The relationship between Norval Morrisseau and anthropologist,Selwyn Dewdney was an important one for both. They met in 1960 when Dewdney traveled by canoe through the Red Lake district searching for petroglyphs along the waterways. Morrisseau signed on as a paddler and guide. Together they explored the petroglyphs of the Great Lakes, which proved to be influential in his paintings, helping Morrisseau to formalize the stylized visual vocabulary with which he created his iconic paintings. The journey was fruitful for both and culminated in their collaboration in 1965 on a book of Ojibway stories that Morrisseau wrote and illustrated with his fluid drawings and Dewdney edited, called Legends of My People, the Great Ojibway. At all times in Morrisseau’s art, the artist is conscious of including the narrative of his own life and context, searching for a way to make intelligent use of his ancestral culture and his own life in a rapidly modernizing Canadian landscape. For Morrisseau, Dewdney was a friend and colleague who provided him with an artistic vocabulary, a means of expressing his Ojibwa heritage from his perspective as a 20th century Ojibwa negotiating the barrier between the white world and the aboriginal world.

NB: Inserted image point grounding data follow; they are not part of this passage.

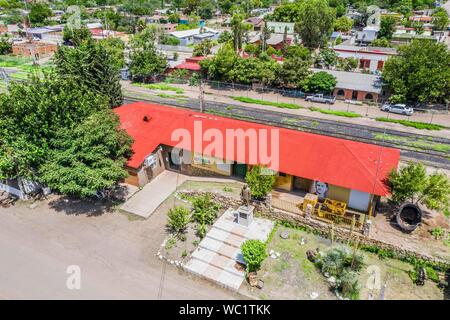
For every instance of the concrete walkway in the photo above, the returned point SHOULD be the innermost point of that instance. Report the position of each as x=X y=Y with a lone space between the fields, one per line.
x=218 y=253
x=144 y=202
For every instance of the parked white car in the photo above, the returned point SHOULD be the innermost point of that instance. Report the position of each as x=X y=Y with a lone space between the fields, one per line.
x=398 y=108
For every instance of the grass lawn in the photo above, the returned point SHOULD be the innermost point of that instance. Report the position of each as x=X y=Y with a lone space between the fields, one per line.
x=346 y=114
x=293 y=276
x=172 y=96
x=268 y=103
x=419 y=144
x=160 y=86
x=413 y=124
x=12 y=61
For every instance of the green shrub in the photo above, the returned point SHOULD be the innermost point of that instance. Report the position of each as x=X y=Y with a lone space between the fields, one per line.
x=414 y=124
x=204 y=209
x=348 y=284
x=178 y=218
x=437 y=233
x=260 y=180
x=202 y=229
x=268 y=103
x=170 y=243
x=336 y=112
x=254 y=252
x=432 y=274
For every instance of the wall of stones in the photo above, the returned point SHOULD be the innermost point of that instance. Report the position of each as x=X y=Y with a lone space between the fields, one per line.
x=264 y=209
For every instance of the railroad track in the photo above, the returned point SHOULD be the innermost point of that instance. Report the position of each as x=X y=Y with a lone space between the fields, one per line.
x=423 y=148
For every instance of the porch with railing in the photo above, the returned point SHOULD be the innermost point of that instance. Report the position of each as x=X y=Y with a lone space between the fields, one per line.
x=293 y=203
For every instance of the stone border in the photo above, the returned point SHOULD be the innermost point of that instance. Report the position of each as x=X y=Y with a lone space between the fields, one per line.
x=265 y=209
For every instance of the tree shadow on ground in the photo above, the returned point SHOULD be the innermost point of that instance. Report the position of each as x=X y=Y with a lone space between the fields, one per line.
x=77 y=206
x=447 y=289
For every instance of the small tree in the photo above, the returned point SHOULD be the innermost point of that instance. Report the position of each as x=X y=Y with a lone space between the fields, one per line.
x=322 y=82
x=254 y=252
x=178 y=218
x=260 y=183
x=5 y=45
x=203 y=48
x=412 y=183
x=205 y=209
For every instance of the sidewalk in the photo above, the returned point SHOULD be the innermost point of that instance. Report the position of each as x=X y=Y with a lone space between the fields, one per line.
x=373 y=111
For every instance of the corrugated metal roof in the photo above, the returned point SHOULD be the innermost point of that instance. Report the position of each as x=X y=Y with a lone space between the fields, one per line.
x=345 y=163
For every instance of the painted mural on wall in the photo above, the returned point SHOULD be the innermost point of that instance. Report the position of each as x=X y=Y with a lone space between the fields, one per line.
x=320 y=188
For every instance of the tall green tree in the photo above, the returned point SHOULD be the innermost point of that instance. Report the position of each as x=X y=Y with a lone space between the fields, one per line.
x=419 y=73
x=260 y=180
x=76 y=36
x=315 y=22
x=411 y=183
x=145 y=60
x=343 y=24
x=31 y=115
x=93 y=65
x=440 y=20
x=203 y=48
x=87 y=158
x=294 y=72
x=387 y=27
x=39 y=13
x=5 y=45
x=321 y=82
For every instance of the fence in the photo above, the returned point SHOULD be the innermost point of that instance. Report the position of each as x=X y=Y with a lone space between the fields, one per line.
x=356 y=220
x=285 y=205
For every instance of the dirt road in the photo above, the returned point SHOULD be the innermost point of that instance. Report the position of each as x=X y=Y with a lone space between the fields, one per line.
x=116 y=255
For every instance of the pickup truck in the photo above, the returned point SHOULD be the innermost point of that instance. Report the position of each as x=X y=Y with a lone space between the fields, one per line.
x=320 y=98
x=398 y=108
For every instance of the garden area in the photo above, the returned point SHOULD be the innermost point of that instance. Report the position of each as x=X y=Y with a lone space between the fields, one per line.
x=190 y=218
x=338 y=271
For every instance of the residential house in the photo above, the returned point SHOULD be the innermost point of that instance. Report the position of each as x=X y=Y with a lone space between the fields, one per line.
x=193 y=36
x=256 y=22
x=34 y=49
x=191 y=64
x=345 y=170
x=280 y=27
x=276 y=40
x=367 y=35
x=355 y=86
x=370 y=58
x=48 y=33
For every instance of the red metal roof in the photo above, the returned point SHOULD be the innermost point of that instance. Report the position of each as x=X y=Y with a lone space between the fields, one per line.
x=340 y=162
x=189 y=66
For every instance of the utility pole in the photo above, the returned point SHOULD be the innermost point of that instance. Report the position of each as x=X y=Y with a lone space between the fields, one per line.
x=5 y=77
x=202 y=96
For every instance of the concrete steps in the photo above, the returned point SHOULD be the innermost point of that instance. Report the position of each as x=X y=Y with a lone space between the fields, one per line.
x=210 y=272
x=228 y=238
x=217 y=260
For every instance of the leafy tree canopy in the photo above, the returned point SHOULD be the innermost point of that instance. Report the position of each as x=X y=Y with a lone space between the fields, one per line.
x=260 y=180
x=411 y=183
x=88 y=157
x=420 y=73
x=321 y=82
x=31 y=115
x=94 y=66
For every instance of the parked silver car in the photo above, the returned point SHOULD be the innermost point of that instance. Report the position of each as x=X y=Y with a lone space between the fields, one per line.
x=320 y=98
x=398 y=108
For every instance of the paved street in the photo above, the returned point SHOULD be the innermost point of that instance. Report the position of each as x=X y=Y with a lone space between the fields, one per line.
x=368 y=113
x=116 y=254
x=430 y=147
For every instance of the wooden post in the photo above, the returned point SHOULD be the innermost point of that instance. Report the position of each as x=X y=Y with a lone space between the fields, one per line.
x=332 y=232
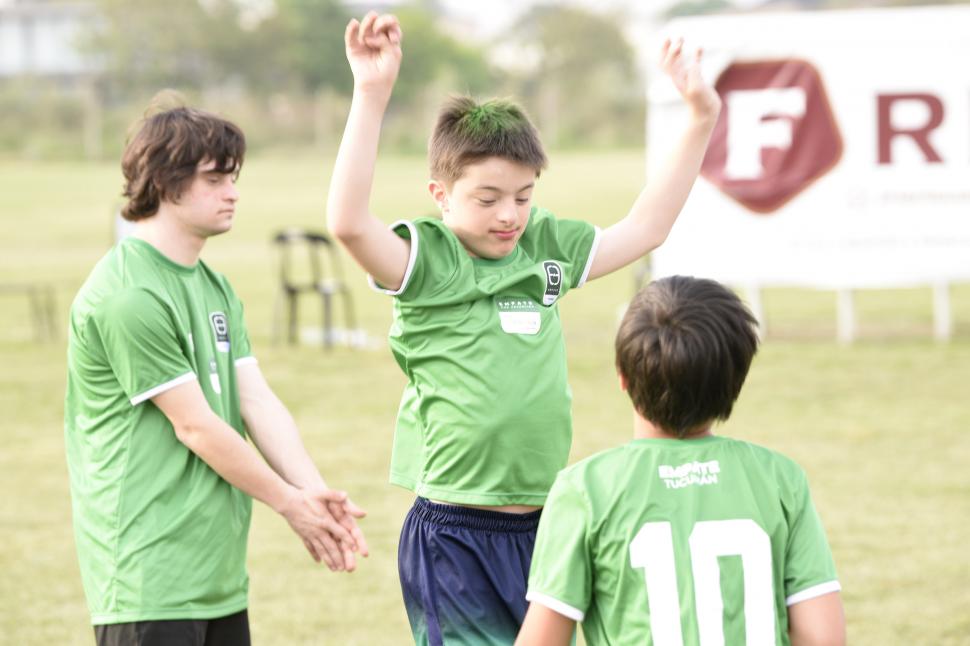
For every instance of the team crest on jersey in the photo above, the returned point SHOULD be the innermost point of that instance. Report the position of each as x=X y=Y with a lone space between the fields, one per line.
x=689 y=473
x=220 y=328
x=553 y=281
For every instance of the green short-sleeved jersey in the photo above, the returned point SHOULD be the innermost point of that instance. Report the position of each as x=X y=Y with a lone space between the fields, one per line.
x=159 y=534
x=485 y=417
x=664 y=542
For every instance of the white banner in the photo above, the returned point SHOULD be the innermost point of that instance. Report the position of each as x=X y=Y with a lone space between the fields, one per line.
x=842 y=154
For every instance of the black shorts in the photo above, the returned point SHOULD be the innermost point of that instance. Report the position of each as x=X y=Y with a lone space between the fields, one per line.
x=223 y=631
x=464 y=573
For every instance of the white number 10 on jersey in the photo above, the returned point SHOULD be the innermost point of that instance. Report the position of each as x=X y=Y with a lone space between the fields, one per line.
x=653 y=550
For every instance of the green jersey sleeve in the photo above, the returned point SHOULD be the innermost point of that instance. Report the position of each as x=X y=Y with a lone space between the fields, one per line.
x=809 y=566
x=572 y=242
x=433 y=261
x=242 y=351
x=137 y=334
x=561 y=574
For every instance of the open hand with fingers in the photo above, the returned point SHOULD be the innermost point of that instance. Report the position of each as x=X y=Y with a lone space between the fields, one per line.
x=326 y=521
x=373 y=47
x=685 y=71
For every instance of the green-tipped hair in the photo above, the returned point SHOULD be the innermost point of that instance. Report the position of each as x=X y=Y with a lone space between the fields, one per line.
x=468 y=132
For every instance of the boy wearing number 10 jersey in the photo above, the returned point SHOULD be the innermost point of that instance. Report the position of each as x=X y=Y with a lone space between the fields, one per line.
x=682 y=537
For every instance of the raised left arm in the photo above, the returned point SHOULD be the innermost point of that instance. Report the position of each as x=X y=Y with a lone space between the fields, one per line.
x=653 y=213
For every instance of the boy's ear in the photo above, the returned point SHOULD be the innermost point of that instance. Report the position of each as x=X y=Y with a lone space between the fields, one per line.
x=438 y=194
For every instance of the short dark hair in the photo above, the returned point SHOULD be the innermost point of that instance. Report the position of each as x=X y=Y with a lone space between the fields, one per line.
x=161 y=158
x=684 y=348
x=468 y=132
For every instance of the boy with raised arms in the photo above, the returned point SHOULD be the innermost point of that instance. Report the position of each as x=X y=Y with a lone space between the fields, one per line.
x=680 y=536
x=484 y=421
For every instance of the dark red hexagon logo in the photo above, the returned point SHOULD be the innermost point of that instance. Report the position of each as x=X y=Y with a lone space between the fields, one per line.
x=776 y=133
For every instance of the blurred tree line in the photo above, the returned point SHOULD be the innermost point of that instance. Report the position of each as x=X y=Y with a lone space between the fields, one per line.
x=278 y=68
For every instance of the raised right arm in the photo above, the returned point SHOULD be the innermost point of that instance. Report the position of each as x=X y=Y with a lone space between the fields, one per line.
x=374 y=51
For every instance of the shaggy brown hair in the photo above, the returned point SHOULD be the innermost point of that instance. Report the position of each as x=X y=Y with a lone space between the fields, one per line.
x=468 y=132
x=162 y=157
x=684 y=348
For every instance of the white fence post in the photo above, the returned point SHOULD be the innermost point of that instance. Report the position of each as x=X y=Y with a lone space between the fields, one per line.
x=942 y=314
x=845 y=316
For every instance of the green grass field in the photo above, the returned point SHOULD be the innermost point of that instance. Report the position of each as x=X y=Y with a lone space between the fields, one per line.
x=881 y=426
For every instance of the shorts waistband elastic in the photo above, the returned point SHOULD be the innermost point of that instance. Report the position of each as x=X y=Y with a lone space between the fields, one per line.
x=473 y=518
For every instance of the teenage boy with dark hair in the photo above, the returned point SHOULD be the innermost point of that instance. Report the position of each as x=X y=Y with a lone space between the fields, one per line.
x=484 y=422
x=680 y=536
x=162 y=391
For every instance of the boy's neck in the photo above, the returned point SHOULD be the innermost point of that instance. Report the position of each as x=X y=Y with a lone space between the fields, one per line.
x=169 y=240
x=644 y=429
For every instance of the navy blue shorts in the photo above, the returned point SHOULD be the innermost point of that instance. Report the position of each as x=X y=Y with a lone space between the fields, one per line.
x=464 y=573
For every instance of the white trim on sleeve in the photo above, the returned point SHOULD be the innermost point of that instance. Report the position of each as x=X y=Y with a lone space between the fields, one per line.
x=812 y=592
x=556 y=605
x=168 y=385
x=589 y=259
x=411 y=258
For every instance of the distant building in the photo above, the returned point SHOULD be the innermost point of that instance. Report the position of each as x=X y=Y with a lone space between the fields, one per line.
x=40 y=38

This is a very strong collection of Ojibway Indian legends from the repertory of the great founder of the Woodland Indian school of painting Norval Morrisseau. The great strength of this book is of course the set of black and white illustrations by Norval Morrisseau.
This book is extremely important to the overall ensemble of Morrisseau's work as Morrisseau wanted to make it very clear that he was not just a talented maker of pretty pictures but rather the advocate in art of a unique belief system and way of life.
Stories are grouped together into similar themes under each chapter but aren't all connected fully within. The writing is very simple and comes directly from the author's memories of stories told to them and legends and narratives passed down among his people. The last few chapters deal with the mixing of Christianity and European peoples and traditions with the Indigenous people, though not written in favour of colonial perspectives, the emphasis is not very strong supporting Indigenous beliefs and autonomy. There are a couple questionable statements where the Morrisseau seems to reflect the dominant political and social climate of his time in North America, such as stating there were no homosexual people in pre-European contact times in Ojibway culture. It's not clear if he means that the term did not exist or if he is really interpreting history in such a detrimental and false revisionist way. I enjoyed the fresh and fluid writing overall and didn't feel dragged down in any clunky language or never ending tales.